Why invest in a threat modeling tool?

Why invest in a threat modeling tool?

There are many threat modeling tools available, but they are really just substitutes for threat modeling best practice, which is for a threat modeling expert to meet with engineers who are experts on the system being modeled in a conference room with a white board.

This sentiment certainly has merit. There is nothing quite like stakeholders meeting together face-to-face to mull over a threat model. However, there is a problem with this approach.

Software development is increasingly about moving fast with a culture of continuous integration and deployment. This, coupled with development teams working on dozens – or even hundreds – of services simultaneously makes the “whiteboard” method of threat modeling increasingly untenable.

Decongesting the Security Bottleneck
Security has traditionally been seen as something of a bottleneck at the end of the development lifecycle and this only becomes more acute as we move towards the Agile “always shipping” culture. The antidote is to hook security seamlessly into this new culture and empower developers to be self-sufficient by facilitating processes that put security knowledge directly into the hands of development teams.

Given this I’d say that the manual whiteboard threat modeling process is often not practical and is certainly not scalable. We need to leverage other methods and this is where threat modeling tools are the perfect choice.

Many of the applications and service components we build and their underpinning architectures are the same or very similar, meaning the security risks and mitigations associated with them repeat over and again, allowing us to create risk patterns and templates.
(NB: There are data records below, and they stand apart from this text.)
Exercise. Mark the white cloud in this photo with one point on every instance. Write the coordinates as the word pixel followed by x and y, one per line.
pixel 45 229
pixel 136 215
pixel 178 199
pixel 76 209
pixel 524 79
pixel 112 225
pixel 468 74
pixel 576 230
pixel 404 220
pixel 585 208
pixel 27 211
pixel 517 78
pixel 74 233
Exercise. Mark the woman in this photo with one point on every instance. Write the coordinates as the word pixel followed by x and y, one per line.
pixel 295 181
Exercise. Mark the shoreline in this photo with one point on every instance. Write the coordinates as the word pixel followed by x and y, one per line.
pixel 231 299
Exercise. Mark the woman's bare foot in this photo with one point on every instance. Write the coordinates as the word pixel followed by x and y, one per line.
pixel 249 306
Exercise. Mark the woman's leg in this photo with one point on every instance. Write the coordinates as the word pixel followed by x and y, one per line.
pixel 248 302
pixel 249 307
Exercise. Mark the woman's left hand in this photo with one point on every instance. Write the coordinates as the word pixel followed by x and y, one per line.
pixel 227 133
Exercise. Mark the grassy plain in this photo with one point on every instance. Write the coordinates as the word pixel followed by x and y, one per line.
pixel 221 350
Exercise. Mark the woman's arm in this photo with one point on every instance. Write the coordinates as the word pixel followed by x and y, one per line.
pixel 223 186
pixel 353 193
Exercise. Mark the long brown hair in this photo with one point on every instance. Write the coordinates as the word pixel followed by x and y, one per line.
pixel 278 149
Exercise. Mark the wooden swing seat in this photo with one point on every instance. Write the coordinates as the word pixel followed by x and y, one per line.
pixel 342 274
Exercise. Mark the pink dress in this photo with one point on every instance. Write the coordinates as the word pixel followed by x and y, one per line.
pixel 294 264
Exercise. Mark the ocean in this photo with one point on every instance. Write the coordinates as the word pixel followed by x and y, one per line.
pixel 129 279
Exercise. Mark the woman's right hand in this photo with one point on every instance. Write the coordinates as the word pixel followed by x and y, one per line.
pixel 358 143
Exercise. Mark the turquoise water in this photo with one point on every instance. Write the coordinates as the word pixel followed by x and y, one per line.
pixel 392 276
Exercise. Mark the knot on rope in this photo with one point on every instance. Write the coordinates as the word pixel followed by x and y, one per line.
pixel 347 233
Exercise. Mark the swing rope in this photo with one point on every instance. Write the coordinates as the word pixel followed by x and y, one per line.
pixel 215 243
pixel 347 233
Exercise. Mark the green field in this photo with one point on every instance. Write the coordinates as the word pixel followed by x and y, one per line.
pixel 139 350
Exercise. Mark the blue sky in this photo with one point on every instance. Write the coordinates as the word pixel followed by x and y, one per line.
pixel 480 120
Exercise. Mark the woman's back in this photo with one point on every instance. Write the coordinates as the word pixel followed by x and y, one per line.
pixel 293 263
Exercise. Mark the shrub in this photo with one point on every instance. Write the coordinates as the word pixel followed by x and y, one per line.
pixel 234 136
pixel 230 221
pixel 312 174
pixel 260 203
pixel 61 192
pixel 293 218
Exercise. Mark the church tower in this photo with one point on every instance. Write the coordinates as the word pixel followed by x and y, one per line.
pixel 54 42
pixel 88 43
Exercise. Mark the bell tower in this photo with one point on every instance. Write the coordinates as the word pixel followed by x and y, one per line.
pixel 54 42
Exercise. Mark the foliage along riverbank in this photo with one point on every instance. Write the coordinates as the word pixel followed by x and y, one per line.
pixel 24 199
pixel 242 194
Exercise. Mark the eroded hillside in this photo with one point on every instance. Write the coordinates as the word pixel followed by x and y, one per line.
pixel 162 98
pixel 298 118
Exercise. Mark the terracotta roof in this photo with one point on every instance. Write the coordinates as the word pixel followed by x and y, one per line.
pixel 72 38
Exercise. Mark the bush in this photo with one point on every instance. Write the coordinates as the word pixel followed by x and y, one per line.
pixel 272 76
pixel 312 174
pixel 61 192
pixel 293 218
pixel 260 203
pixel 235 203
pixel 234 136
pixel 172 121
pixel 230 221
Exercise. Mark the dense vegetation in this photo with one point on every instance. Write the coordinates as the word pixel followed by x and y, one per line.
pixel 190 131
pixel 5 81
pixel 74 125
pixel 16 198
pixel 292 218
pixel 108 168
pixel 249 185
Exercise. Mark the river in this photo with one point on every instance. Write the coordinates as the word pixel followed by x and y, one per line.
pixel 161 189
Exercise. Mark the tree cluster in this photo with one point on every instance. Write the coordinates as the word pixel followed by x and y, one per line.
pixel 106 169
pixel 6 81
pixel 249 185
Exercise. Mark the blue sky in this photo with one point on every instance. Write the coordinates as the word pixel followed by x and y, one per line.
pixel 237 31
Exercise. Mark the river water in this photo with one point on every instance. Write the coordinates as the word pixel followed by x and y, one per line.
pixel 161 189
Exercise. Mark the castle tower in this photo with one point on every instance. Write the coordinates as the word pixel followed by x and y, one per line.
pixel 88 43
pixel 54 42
You may be thinking a one-size-fits-all is a clumsy approach for generating a threat model as many threats generated by an automated tool may not be relevant, but that depends on the sophistication of the threat modeling tool.

The IriusRisk threat modeling tool for example, answers this problem with very small risk patterns that relate explicitly to specific service components and their use-cases and risk patterns are generated as building blocks assembled for the model based on an intelligent rules-based questionnaire relating to the architecture.

Utilising this approach has a twofold benefit.

Firstly, it ensures only relevant security risks are identified.

Secondly, this questionnaire “self-service” strategy allows for those answering the architectural questionnaire to have no prior knowledge of security and yet still arrive at a useful and actionable threat model.

How do we hook this threat model into the modern development toolset?
Communicating threat models utilising the whiteboard method has always been somewhat fraught. Do we manage the model through Excel or a shared Google document? Aside from not scaling well the model and identified threats and risks become difficult to track and keep up-to-date with continuous changes, especially in an Agile environment.

The key again is a threat modeling tool that can talk the developer's language and sync with their toolchain such as issue trackers, allowing for tracking of tickets to manage the status of identified risks as they progress through the development process.

The Crux
I view threat modeling tools as complementary to manual “whiteboard” approaches. As with all things there is no silver bullet and tools do not eradicate the need for highly skilled threat modelers. But as most of what we build are boilerplate applications, services and architectures, we can automate most threat modeling processes allowing experts to focus their attention on those more interesting, bespoke and complex systems that will truly benefit from their input.

High-quality threat modeling tools have a solid ROI and allow us to scale and track changes in our increasingly dynamic environments. We should be looking to automate boring repetitive security processes as much as possible in order to increase speed and reduce time, costs and friction.